Das Kalkulationsschema als Gesprächsleitfaden

Selbst mit einem nicht ausgefüllten Kalkulationsschema dringen Sie in den betriebswirtschaftlichen Bereich Ihres Lieferanten vor. Sie schlüsseln damit seine Kosten auf und können so gezielt Fragen stellen. Sie können beispielsweise nach der Höhe der Einzelkosten und der Höhe der verschiedenen Gemeinkostensätze fragen. Die Antworten Ihrer Lieferanten darauf werden sehr unterschiedlich ausfallen. Sie erhalten so immer wichtige Informationen über Ihre Lieferanten. Wenn ein Lieferant massiv mauert und nicht über die Kalkulation sprechen möchte, wird es bestimmt einen besonderen Grund haben. Praxis-Tipp: Lassen Sie sich durch die Neins Ihrer Verkäufer nicht beeindrucken. Betrachten Sie dieses Verhalten als Einladung weiter über das Thema zu sprechen. Die Kalkulation eines Lieferanten mit Hilfe der Zuschlagskalkulation nachzuvollziehen ist grundsätzlich machbar - allerdings nicht ganz einfach. Je weniger Sie über die genaue Höhe der Einzel- und Gemeinkosten Ihrer Lieferanten wissen, desto schwieriger wird es. Mit Hilfe der Deckungsbeitragsrechnung lässt sich die Nachkalkulation wesentlich einfacher bewerkstelligen. Die 5 Gründe, warum Sie trotzdem mit Ihrem Lieferanten über seine Zuschlagskalkulation sprechen sollten, hier noch einmal auf einen Blick.
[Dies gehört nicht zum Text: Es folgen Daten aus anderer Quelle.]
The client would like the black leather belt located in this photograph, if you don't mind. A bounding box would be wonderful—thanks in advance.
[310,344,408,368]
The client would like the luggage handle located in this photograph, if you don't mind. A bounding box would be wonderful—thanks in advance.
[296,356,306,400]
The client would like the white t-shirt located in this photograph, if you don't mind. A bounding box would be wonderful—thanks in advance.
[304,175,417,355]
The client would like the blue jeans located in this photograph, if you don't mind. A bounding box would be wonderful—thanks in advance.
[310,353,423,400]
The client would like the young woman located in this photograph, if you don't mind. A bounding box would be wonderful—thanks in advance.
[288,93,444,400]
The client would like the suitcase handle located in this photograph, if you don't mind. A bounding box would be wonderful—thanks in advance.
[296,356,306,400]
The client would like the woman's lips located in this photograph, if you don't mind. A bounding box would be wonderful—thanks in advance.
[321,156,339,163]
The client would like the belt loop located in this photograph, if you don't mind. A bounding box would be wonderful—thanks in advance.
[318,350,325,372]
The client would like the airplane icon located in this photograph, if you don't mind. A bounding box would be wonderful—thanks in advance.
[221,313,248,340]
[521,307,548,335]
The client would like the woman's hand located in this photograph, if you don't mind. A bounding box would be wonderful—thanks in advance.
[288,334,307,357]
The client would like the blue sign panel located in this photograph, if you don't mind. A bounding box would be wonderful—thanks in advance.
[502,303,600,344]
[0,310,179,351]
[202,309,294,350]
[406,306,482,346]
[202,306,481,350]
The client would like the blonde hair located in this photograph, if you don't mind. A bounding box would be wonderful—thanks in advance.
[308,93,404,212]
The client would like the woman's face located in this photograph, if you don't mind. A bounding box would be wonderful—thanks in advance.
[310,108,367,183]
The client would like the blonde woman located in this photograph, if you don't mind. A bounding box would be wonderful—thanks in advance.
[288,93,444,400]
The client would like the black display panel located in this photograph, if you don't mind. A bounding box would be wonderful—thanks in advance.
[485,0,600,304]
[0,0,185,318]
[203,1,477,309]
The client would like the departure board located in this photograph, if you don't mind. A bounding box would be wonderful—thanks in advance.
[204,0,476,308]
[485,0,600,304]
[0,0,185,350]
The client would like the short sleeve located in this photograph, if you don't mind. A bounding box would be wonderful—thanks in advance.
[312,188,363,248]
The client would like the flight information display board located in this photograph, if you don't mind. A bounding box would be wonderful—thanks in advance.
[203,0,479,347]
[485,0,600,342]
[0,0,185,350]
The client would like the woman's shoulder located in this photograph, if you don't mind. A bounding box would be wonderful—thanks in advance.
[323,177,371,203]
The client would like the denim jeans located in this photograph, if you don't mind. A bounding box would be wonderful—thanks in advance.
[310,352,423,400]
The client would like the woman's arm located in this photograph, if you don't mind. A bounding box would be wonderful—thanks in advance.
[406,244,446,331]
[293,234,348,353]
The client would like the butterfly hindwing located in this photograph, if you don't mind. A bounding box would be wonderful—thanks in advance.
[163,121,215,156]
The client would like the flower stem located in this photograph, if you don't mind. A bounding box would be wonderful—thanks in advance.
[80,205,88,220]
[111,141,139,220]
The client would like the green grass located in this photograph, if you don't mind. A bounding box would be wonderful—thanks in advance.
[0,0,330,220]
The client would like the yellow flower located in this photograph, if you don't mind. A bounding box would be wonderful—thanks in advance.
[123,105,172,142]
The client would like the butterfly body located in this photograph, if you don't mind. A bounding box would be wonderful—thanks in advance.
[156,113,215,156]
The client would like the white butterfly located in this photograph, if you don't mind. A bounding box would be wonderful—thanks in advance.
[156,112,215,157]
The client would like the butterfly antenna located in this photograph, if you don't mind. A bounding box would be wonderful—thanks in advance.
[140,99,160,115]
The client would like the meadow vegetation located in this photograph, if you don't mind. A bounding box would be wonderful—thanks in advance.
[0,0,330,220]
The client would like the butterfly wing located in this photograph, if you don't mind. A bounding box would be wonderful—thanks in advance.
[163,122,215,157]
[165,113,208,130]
  1. Sie zeigen Ihrem Lieferanten, dass Sie wissen, wie Selbstkosten und Verkaufspreise entstehen.
  2. Sie zerlegen den Kostenblock Ihres Lieferanten.
  3. Sie können gezielt fragen und erfahren so mehr über Ihren Lieferanten.
  4. Sie können Ihren Lieferanten damit konfrontieren, dass er mit einem veralteten Kalkulationssystem arbeitet.
  5. Sie können ihn nach Maßnahmen zur Gemeinkostensenkung fragen.

Fazit: Die Kalkulation Ihrer Lieferanten ist ein lohnendes Gesprächsthema. Lassen Sie sich von Ihren Lieferanten erklären, wie und bis wann er seine einzelnen Kostenblöcke reduzieren will. Denken Sie immer daran: Im Einkauf liegt Gewinn! Und auch die eigenen Kunden werden es Ihnen danken.